Elle se tourne vers sa voisine pour lui donner la parole.
- — Tiki, comms et crypto, vingt-huit ans, annonce-t-elle paresseusement en insistant sur son âge, d’une voix aiguë qui dénote avec sa corpulence. R-A-S du côté d’Elisa, elle fait ses rapports régulièrement. Elle n’a jamais mentionné l’autre agent, ni rien d’original, sauf qu’elle veut rester là-bas. M’est avis qu’elle s’est pioncé un type plein aux as qui baise bien. Le pied, quoi. Mais elle n’en dit absolument rien, c’est con. Pour l’autre, aucune com’ depuis son retour fin septembre. En fait, je la croyais encore au gnouf.
- — « En recadrement » s’il vous plaît, précise Naoro, et inutile d’ajouter vos interprétations personnelles.
- — Pourquoi on s’intéresse à cette Elisa ? Elle est complètement lambda, plutôt nulle. J’ai examiné ses postes précédents. Rapports précis, mais creux. Fait son job sans initiative ni personnalité. Au besoin, se fait tringler sans même faire la pute. Brave bête, rien d’excitant.

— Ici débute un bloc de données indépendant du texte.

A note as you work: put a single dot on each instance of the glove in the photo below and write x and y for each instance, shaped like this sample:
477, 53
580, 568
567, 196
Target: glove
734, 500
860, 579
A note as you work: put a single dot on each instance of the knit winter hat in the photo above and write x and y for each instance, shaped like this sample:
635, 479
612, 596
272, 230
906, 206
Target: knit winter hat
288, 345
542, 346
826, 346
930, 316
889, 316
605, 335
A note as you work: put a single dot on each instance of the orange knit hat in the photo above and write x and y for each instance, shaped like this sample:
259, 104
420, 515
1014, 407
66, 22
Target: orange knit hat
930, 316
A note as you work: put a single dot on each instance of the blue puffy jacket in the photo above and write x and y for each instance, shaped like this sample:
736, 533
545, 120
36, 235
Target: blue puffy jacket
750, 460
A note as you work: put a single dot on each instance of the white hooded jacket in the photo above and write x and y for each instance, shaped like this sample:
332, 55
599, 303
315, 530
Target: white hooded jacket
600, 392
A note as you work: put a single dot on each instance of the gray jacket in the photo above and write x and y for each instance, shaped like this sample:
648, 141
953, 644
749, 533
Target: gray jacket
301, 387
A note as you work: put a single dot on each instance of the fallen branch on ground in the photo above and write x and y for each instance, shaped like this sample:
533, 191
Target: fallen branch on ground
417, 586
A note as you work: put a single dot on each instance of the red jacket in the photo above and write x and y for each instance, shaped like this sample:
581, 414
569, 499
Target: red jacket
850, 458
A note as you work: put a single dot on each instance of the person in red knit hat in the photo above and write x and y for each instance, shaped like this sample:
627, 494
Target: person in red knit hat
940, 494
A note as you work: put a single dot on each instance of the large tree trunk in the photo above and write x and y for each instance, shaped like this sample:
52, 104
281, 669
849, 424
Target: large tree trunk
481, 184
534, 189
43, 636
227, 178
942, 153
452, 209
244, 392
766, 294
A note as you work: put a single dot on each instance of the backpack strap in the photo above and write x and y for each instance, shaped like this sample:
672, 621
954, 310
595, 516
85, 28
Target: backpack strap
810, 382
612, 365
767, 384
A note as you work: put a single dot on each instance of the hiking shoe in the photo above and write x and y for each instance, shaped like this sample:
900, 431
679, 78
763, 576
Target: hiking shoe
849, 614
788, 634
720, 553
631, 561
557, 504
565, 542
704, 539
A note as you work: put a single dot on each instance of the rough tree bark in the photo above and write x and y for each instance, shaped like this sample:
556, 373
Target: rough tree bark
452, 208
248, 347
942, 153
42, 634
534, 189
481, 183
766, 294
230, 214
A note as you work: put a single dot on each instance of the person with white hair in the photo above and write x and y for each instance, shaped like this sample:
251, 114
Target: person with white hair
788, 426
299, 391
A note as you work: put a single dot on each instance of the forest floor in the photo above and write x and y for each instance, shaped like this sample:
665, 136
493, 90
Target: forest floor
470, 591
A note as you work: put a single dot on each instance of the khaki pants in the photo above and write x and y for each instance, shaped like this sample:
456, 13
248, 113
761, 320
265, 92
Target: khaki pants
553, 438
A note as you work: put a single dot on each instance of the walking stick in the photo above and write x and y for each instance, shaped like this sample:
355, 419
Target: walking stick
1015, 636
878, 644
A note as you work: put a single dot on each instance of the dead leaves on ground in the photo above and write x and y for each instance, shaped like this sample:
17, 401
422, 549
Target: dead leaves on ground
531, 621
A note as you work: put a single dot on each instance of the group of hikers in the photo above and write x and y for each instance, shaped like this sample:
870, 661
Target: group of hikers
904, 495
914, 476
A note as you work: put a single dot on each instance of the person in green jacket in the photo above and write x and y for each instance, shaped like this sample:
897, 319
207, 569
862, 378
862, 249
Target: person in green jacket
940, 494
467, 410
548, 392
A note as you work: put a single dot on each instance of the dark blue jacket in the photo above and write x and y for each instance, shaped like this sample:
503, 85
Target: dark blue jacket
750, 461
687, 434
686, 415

- — Oubliez un peu vos détails graveleux, insiste Naoro.
Elle se tourne vers le dernier participant, à sa droite.
- — Greg, investigation et renseignement, détaché à l’armée. Cinquante-cinq ans, insiste-t-il avec un regard un peu méprisant sur Tiki, vautrée dans son fauteuil. Je travaille avec Naoro depuis presque trente ans, vous n’étiez même pas née. Permettez-moi de dire que vous avez beau être un génie en crypto, vous n’avez pas encore réussi à décoder qu’un rapport peut-être très différent de ce que vit la personne qui le rédige.
Ayant remballé un peu sèchement Tiki qui pique un fard, il poursuit :
- — Je me suis mis sur le dossier Aloaoué depuis quelques mois seulement, à la demande de Naoro. La synth Elisa a été envoyée en surveillance passive au cœur du groupe qu’elle investiguait juste avant son extraction. On a choisi de ne pas l’en informer pour limiter les risques de bévues ou d’interactions. Elle est censée raconter tout ce qu’elle observe. L’absence d’infos utiles signifie soit qu’il ne se passe rien là-bas, soit qu’elle a été grillée. Vérifiez tous ses rapports méticuleusement. Si…
- — Déjà fait, le coupe Tiki sur un ton de vengeance. Il n’y a rien, absolument rien. Rien sur l’autre agent, rien de croustillant. Envoyez-la dans un monastère, ce sera certainement plus agité.
- — Alors, reprend-il avec énervement, elle n’a aucune utilité. Faites-la revenir, collez-la sur un poste commercial, qu’elle rapporte quelque chose. Mais avant, vous me décortiquez sa mémoire jusqu’à la moindre pensée, la moindre image, le moindre son. Il est impossible qu’elle n’ait rien vu ou entendu en presque deux mois. Puis vous l’effacez complètement, par sécurité.
- — Elle a demandé à rester, démission, insiste Tiki. On a donné un accord de principe hier.
- — Ignorez-le. Il faut la récupérer, exige-t-il avec un regard circulaire sur les cinq autres participants. Il faut qu’on sache tout ce qu’elle a vu et entendu. Je suis certain qu’elle nous mène en bateau. Laissez-lui encore une dizaine de jours : l’agent Aloaoué nous a faussé compagnie il y a seulement quatre jours, elle ne les a peut-être pas encore rejoints.
- — Nous devons nous coordonner, intervient Noelani, et pour cela rien nous cacher. Greg, racontez donc ce que vous savez, Naoro et moi compléterons.